# Falcon Power Triad 3 in 1 Air Compressor/Generator/Welder



## BHoyer202 (Dec 2, 2015)

I bought one of these units a few months ago off a distributor of Falcon Power. At the time I had a 6500 watt generator that was on it's last leg and an electric air compressor I would have to run off of it. It was the first time a had seen a unit that offered not only those two options but also a welder on the same machine. I had been needing a welder for too long I was borrowing my friends all the time and he always seemed to need it when i used it. The rep walked me through how all the functions run simultaneously.
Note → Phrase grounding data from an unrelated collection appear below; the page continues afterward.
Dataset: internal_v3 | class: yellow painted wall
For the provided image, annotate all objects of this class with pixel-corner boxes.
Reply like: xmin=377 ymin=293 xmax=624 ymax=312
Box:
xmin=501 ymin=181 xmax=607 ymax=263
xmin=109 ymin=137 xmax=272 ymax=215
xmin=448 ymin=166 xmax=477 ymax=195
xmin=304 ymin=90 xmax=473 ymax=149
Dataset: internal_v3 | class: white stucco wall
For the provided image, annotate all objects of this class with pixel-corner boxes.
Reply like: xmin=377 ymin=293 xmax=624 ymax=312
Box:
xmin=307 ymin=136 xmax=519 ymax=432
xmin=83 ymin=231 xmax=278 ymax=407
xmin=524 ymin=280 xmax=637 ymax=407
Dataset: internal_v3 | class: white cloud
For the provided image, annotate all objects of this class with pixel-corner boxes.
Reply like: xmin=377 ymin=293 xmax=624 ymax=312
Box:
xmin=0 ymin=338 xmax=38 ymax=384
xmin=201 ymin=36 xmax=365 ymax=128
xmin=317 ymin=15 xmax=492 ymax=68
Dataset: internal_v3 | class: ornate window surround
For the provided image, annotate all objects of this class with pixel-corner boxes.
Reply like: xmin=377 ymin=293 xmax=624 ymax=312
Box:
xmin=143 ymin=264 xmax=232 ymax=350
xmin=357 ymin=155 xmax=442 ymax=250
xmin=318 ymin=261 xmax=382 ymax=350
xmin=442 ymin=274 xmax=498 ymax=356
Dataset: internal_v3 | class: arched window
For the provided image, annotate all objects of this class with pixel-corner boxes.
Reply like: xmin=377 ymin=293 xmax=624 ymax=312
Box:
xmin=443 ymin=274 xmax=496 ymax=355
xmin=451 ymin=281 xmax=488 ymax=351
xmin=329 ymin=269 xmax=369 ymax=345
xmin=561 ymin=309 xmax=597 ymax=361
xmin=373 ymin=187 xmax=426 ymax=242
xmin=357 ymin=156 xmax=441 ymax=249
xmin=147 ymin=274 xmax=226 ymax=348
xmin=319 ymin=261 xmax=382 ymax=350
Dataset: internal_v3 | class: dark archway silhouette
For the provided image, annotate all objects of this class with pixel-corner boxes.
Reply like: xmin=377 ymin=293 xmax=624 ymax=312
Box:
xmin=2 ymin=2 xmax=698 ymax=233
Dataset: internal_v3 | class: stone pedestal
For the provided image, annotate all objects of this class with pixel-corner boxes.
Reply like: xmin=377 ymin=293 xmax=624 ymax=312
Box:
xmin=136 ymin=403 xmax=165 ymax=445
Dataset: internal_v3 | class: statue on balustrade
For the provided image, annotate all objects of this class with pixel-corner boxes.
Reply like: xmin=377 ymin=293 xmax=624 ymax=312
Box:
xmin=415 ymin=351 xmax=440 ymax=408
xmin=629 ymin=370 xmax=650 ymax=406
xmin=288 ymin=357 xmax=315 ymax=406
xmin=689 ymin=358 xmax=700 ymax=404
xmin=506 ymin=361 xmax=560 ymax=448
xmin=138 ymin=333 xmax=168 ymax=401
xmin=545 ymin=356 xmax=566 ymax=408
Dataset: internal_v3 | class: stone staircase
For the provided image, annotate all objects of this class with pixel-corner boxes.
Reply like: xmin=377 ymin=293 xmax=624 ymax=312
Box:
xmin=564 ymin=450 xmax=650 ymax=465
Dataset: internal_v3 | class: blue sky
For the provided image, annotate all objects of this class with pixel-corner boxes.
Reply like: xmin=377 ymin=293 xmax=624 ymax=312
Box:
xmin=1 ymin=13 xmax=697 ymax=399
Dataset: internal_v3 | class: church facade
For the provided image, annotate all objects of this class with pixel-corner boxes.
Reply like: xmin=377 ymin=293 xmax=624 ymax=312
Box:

It seemed like the machine was almost too good to be true because it had all the tools i needed rolled into one machine. I looked up a few different combo units but most of them where bigger and bulky and even air compressor based units. This unit was easy to move around and does not take up all the room in my truck like the units John Deere sells. The output of 6000 watts makes it easy to roll over to run in emergency situations. The 180 amp stick welder is more welder than I will ever need. It even had a remote start on it. Though I was not at the location of their facilities the gentleman who sold me the unit assured me there was a 1 year warranty. It took me a month but I ultimately lost the remote for the unit. I called Falcon and they sent me one out no questions asked. I have ran the unit for close to 6 months and only had to change the oil in it. If anyone is looking for a 3 in 1 unit I would consider buying from Falcon. Has anyone here had failures with this unit? Just looking to take precautionary steps and what to maybe look for!


----------



## Clinton9674 (Dec 3, 2015)

*Keystone Farm Days*

I saw Falcon's booth at Keystone Farm days last year. It was the first I had ever seen these combo units. It made me wish I didn't already own a generator , compressor and welder. In a few years when it is time for another purchase I will be looking for one of these. When you use all 3 options at one time does it effect the output of the generator?


----------



## BHoyer202 (Dec 2, 2015)

*Falcon Power Triad 3 in 1*

Now that I think about it I have never had to use all three at the same time for a job. I have had the compressor on while welding and using the generator for lighting and running my salamander, but the tank had reached max pressure and the air compressor pump had shut off. There was no bog down on the engine when they were all running at the same time though. I have pushed the max output of the generator and used the air compressor at max output and it did not skip a beat either. You have me curious though. I might try and use all 3 in the near future.


----------



## VolcanoRex (Mar 27, 2012)

*Falcon Power Triad 3 in 1*

I was approached by one of Falcon Powers sales reps here in Texas a few months back. That Triad 3 in 1 air compressor/generator/welder was something I had never seen before. I went home after and did research and saw there are a few companies making them like BHoyer said they were much more bulky and looked harder to move around. The fire department wound up purchasing the equipment from Falcon. They raffled it at the barrel of bucks last weekend. I unfortunately did not win. I will be looking for one of these on my next big purchase.


----------



## KingDingy (Dec 7, 2015)

*Falcon Power Triad 3 in 1 Generator Air Compressor Welder*

I'm thinking about picking up one of these falcon 3-in-1 Generators. It'd be nice to have Air, Power, and a welder in one unit while i'm on the job site. I've been doing some research online and it seems like the Falcon Triad has the best bang for the buck. Anyone mounted one of these to their truck yet?


----------



## BHoyer202 (Dec 2, 2015)

*3 in 1 Mounted*

KingDingy, My friend was showing me how easy it would be to have it mounted onto a truck. You would just need to remove the caster wheels and rear axle mounts and drill right through the frame. I have a son and nephew that borrow the unit too much to have it mounted to a vehicle. And as for deciding on buying the unit. You never know how convenient it is to have all 3 on one unit until you own one! Good luck!


----------



## RubberDucky1 (Dec 7, 2015)

I used the factory pre-drilled holes on the back of the frame and an 1-1/2" plumbing strap around the bottom tubing to mount my Triad to my trailer. I also threw In a heavy duty chain. I've had other equipment/generators grow legs and walk off. Not gonna let this one.


----------



## KingDingy (Dec 7, 2015)

*Falcon Triad Generator Welder Air compressor 3 in 1*

Finally picked up a Falcon 3 in 1 over the holidays. Pretty pleased so far. This thing has some real horse power. I've yet to mount it to the truck, but plan on doing so in the next couple of weeks. I'll update with pictures when I get it done.


----------